The other day, I received a copy of Physics Calculations (1952) by Max Wittman.
This is actually my second copy, as I got one in very nice shape some years ago. Mr Wittman was one of my favorite teachers when I went to high school. We didn't use this book in the class that I took from him; it was long out-of-print. But still I'd wanted a copy as a sort of memento of the man. When another copy became available, for a pittance, it occurred to me that I could use it to buffer my first copy, should anyone want to use it. (It's a nifty little book.)
Anyway, this copy came with some writing on the inside front cover. In the upper left is a sticker on which was written
U. S. Vukcevich
204 E. Oak Street
West Hazelton, Pa.
In the upper right was written
5-21-52. And, in the center was ink-stamped
U. SAMUEL VUKCEVICH
Physical Science Dept.
So I though that I'd find what I could about this U. Samuel Vukcevich.

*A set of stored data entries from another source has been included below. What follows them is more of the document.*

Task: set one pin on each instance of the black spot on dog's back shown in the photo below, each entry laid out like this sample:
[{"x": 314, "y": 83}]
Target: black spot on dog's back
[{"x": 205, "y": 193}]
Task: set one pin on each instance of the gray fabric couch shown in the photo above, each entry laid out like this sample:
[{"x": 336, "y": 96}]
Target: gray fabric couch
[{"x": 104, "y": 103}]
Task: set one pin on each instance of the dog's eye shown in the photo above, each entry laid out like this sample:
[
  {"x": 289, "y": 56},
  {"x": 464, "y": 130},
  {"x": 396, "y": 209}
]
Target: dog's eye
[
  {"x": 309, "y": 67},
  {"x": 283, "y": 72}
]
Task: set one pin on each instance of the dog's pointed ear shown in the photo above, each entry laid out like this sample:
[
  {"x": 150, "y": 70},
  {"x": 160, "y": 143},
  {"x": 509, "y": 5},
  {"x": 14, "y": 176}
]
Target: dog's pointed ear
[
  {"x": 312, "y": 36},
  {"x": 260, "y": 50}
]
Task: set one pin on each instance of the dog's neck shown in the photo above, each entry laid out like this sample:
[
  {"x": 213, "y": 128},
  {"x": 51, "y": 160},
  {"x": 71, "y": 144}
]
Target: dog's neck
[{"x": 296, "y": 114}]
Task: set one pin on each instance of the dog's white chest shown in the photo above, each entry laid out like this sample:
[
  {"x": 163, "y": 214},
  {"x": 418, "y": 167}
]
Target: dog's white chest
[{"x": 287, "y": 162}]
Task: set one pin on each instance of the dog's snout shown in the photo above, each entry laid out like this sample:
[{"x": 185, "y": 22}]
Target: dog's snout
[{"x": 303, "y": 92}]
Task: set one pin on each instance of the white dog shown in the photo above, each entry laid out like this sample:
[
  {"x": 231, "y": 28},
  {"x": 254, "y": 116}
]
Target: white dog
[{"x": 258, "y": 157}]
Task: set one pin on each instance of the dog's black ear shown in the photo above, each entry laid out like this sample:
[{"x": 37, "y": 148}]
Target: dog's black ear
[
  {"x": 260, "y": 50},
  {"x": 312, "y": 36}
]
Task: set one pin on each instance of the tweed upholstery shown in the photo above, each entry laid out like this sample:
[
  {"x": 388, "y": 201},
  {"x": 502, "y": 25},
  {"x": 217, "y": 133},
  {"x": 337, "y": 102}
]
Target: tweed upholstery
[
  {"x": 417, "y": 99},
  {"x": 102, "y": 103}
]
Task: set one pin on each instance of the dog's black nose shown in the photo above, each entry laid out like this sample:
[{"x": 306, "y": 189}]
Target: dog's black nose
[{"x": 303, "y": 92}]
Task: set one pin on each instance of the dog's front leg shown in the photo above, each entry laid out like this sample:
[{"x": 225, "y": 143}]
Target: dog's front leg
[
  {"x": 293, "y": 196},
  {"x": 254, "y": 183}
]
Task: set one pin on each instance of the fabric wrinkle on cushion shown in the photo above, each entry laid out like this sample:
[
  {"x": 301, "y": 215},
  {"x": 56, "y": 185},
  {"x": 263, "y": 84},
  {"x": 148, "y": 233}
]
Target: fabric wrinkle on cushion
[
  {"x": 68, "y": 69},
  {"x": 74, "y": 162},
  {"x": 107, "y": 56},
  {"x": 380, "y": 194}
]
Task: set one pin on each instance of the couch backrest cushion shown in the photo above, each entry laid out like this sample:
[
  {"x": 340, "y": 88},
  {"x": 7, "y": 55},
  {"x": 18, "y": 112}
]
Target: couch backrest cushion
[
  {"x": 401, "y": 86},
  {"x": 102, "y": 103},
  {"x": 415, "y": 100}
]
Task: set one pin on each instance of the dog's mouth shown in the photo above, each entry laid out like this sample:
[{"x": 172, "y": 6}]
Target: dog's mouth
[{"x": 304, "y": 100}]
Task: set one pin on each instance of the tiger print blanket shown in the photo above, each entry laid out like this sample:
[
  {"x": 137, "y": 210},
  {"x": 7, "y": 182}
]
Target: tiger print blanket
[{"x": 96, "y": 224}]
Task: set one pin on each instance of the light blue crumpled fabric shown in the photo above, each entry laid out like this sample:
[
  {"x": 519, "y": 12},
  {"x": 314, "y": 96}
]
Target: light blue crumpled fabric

For the first several seconds, the information was fairly unsurprising. Dr. Ukasin Samuel Vukcevich was born on 25 October 1928, in St. Clair, Pennsylvania, to Savo and Stana (née Punosevich) Vukcevich; Ukasin died on 15 April 2008. He was raised in West Hazelton and was graduated from its high school. He was a decorated veteran of the Marine Corps, serving at the end of World War II in the Pacific Theater. He went on to get a degree from Bloomsburg State College, and also earned degrees from Temple University and Rutgers University. He taught high school and became principal of a high school. In the mid '50s, he married Anna Pejakovich (who died on 21 November 2011).
So far, so good; then I see the word
warden. Because, at some point, U. Samuel Vukcevich transitioned from high-school principal to, uhm yeah, prison superintendent. In fact, he gets special mention in various news articles and books because, on 24 November 1972, shortly after he became warden of New Jersey's Rahway State Prison, they had a riot, in which he was injured and taken hostage. In any case, it seems that he was an ardent advocate of using prisons to rehabilitate criminals, and that his belief in such efforts was what drew him, by the late '50s, into involvement with the penal system, beginning with juvenile reformatories.
At the end of his career, Dr Vukcevich was working as an adjunct professor at Various New Jersey colleges and universities, and as a labor-relations negotiator.